I just saw them on ORT's site! When I ordered my supremes last month they weren't being offered yet it seemed. I have no doubt they are a great product, but still kinda feel the sleeve design might not hold up as well after being air out 1000 times. Can you bang plates with a sleeve and not hurt it? lol


----------



## Skin88 (Oct 16, 2008)

sorry if been answered i didn't feel like reading all the responses but mkv's can keep the FSB and still lay subframe. it doesnt get in the way or going low so if u have the choice to keep it do it.


----------



## Rat4Life (Oct 14, 2004)

shortwave360 said:


> I just saw them on ORT's site! When I ordered my supremes last month they weren't being offered yet it seemed. I have no doubt they are a great product, but still kinda feel the sleeve design might not hold up as well after being air out 1000 times.
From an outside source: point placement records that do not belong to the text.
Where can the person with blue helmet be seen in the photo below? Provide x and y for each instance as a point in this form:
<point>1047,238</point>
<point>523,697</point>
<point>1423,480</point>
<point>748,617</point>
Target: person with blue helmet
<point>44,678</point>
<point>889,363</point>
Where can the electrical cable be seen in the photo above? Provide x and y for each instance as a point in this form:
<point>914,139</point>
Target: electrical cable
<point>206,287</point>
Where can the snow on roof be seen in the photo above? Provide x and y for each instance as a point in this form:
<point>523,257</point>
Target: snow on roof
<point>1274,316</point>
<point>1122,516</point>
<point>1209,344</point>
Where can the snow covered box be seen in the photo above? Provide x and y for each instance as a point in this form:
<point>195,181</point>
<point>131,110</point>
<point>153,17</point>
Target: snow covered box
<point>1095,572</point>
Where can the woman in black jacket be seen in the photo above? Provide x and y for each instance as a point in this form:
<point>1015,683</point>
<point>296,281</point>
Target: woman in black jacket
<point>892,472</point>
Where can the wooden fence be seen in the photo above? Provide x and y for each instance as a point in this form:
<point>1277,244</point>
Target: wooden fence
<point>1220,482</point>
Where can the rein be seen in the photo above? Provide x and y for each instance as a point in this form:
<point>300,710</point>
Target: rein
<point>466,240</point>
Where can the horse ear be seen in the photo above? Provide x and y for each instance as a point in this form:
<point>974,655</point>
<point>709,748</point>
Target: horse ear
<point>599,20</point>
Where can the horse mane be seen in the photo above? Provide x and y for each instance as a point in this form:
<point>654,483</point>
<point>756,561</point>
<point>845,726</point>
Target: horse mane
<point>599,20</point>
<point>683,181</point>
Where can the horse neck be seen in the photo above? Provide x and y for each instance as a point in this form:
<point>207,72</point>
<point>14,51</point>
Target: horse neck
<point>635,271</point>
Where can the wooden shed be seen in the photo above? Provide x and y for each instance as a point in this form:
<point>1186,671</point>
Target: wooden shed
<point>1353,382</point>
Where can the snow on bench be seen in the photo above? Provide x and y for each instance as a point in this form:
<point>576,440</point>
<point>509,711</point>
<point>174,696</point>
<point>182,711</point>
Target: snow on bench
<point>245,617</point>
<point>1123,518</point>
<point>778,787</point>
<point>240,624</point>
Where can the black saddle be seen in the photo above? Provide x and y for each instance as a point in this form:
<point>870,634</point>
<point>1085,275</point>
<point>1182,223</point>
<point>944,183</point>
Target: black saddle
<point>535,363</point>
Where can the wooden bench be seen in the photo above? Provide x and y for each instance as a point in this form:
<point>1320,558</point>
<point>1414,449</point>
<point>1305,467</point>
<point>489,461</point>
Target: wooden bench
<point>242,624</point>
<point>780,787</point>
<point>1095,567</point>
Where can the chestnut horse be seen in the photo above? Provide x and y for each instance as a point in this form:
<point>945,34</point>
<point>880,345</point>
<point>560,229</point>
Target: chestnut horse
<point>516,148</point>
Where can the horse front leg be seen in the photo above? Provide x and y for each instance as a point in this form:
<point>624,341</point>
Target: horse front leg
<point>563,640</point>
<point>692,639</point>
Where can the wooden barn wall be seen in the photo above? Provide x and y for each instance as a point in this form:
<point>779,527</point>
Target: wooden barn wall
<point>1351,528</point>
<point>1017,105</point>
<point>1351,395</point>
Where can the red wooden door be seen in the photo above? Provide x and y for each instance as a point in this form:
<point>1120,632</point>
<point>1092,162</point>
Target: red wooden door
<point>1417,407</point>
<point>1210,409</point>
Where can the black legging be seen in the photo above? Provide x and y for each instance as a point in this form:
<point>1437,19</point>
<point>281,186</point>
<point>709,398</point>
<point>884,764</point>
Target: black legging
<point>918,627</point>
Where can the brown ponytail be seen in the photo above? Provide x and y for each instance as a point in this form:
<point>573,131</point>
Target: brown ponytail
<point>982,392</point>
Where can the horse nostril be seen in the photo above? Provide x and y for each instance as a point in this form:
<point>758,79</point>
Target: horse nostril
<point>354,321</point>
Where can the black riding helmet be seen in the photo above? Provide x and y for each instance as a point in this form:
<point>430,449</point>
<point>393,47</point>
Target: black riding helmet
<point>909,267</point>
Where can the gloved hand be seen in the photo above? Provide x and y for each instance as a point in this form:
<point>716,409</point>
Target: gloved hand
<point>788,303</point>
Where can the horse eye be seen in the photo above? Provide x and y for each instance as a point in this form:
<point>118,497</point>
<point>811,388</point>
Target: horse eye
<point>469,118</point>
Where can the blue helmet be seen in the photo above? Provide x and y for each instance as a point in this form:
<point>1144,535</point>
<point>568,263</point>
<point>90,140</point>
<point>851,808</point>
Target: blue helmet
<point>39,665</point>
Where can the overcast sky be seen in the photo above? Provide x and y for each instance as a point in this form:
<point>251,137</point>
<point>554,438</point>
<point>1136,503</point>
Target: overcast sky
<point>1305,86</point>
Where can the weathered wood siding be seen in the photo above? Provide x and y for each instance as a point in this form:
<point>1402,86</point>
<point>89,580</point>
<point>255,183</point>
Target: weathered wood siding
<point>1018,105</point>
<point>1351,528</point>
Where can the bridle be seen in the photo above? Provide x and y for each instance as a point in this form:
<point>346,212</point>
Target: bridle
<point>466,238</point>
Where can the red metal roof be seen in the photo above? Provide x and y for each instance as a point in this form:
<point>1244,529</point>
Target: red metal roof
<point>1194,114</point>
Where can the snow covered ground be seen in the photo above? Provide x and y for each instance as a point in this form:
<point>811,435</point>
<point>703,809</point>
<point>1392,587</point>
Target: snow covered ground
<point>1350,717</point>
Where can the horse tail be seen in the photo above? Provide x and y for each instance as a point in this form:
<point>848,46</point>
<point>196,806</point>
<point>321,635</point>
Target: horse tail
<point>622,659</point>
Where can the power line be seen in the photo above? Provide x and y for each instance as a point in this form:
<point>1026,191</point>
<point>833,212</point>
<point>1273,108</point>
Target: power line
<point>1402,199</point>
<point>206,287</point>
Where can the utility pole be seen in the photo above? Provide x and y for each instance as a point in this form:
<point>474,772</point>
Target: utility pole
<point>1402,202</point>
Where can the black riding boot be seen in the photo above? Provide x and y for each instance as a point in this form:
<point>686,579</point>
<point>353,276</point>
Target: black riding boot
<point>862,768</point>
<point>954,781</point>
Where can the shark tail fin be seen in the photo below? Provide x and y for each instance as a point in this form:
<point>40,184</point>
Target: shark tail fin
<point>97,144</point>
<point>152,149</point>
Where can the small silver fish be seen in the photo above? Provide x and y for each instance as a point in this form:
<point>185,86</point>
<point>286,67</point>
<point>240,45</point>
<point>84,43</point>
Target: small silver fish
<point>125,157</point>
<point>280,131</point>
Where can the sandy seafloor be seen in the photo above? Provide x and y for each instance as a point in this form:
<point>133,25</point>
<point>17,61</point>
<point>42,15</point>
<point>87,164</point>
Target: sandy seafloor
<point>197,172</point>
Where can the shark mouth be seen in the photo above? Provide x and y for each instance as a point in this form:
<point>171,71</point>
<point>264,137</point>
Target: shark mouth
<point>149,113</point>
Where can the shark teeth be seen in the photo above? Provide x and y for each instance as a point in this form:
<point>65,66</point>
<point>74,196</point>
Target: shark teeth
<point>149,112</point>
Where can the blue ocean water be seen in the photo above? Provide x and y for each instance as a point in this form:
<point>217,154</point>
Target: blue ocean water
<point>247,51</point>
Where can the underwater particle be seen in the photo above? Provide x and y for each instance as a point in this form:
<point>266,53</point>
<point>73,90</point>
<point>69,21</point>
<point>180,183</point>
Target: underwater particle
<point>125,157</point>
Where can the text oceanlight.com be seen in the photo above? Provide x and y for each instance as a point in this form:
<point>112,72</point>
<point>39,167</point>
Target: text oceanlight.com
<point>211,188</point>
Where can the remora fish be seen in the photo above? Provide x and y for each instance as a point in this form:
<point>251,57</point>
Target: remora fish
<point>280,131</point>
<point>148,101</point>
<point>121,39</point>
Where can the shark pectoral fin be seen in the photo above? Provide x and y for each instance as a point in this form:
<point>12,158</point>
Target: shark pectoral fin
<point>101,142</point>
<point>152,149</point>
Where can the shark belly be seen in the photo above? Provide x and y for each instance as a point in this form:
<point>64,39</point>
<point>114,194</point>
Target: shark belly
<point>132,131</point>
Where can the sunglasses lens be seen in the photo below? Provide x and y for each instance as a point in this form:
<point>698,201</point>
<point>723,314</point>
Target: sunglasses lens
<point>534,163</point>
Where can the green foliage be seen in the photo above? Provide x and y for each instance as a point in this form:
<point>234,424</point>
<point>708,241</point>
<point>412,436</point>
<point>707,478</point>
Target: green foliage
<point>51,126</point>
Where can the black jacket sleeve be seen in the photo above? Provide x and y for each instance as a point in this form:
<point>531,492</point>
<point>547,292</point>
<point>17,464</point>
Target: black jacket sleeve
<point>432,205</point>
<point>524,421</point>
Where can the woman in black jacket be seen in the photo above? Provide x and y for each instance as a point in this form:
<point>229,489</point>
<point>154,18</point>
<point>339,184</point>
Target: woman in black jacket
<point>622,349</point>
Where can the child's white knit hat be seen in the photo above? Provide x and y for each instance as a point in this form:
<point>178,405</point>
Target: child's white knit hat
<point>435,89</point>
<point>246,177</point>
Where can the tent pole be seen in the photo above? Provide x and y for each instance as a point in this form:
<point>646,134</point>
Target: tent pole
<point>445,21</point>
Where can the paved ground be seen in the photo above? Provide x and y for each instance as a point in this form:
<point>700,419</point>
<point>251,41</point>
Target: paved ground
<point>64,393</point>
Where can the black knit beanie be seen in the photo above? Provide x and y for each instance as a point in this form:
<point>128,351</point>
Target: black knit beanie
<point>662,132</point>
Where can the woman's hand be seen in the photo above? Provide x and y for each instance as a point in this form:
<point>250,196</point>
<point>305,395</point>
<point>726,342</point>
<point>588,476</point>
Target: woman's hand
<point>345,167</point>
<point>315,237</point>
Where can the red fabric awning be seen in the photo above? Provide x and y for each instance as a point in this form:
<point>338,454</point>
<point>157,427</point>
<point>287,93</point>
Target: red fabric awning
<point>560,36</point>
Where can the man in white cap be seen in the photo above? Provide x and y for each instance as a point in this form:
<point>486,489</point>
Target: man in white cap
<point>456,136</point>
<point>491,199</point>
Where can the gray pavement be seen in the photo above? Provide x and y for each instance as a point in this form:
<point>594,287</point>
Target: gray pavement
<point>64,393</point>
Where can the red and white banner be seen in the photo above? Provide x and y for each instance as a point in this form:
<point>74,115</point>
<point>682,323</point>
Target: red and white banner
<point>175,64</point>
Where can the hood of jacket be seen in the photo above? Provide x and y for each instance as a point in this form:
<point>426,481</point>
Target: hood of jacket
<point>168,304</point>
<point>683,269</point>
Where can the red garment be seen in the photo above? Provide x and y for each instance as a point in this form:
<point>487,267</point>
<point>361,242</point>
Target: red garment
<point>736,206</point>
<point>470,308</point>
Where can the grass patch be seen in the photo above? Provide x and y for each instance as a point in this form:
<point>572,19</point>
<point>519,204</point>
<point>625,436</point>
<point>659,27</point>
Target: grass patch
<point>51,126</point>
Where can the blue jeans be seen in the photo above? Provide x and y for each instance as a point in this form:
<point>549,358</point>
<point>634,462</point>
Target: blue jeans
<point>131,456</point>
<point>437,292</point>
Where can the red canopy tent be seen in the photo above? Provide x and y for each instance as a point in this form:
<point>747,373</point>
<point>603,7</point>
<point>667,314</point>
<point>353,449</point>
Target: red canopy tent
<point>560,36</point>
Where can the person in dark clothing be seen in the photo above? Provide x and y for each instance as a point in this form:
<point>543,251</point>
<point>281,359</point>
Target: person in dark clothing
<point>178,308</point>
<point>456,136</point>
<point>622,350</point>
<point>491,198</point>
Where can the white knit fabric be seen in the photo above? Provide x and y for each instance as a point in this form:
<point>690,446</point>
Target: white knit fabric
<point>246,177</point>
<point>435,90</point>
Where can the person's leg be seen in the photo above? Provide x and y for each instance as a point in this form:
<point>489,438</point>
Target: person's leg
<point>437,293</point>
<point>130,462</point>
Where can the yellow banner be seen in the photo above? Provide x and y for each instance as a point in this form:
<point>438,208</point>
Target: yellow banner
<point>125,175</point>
Can you bang plates with a sleeve and not hurt it? lol


 not quite sure what "bang plates "means but if you dont want to go sleeve bag i suggest airhous 2 with s10 brackets and some fk or any shorter then stock shocks. rides great , goes low and very inexpensive.


----------



## shortwave360 (Jul 6, 2008)

Rat4Life said:


> not quite sure what "bang plates "means but if you dont want to go sleeve bag i suggest airhous 2 with s10 brackets and some fk or any shorter then stock shocks. rides great , goes low and very inexpensive.


Thanks for the great bit of info on the rear bracket! My friends installing the system have mentioned fabing up whatever it takes to contain the rear bag, so I am not too concerned with an off the shelf fitment. They weld, I don't. 

"Bang plates" was a term I heard to describe how a convoluted bag has a design that allows the top and bottom plates to touch without malformation of the bag itself vs a sleeve design that will scrunch & bunch unevenly and eventually cause undesirable wear that could cause premature failure.


----------



## shortwave360 (Jul 6, 2008)

Skin88 said:


> sorry if been answered i didn't feel like reading all the responses but mkv's can keep the FSB and still lay subframe. it doesnt get in the way or going low so if u have the choice to keep it do it.


awesome :thumbup: thanks for the reply!


----------



## [email protected] (Aug 22, 2006)

As BklynMkV said, the BagYard rears have an internal guide that allow the bags to fold/crumple/fall (whatever you like to say) in the sample place every time you compress them. This feature is great in conjunction with their patented upper crush nut design - it basically allows no movement as the bag collapses and you are pretty much guaranteed to never blow a rear bag. :thumbup:

Felix, the sleeve design BagYard uses on the rear bags has been the same for over 3 years now and there have been no major issues with ripping, tearing or over use. I daily drive my car and the bags look used but not worn out. The Conti-Tech sleeves are very durable and are able to withstand lots of use. :beer:


----------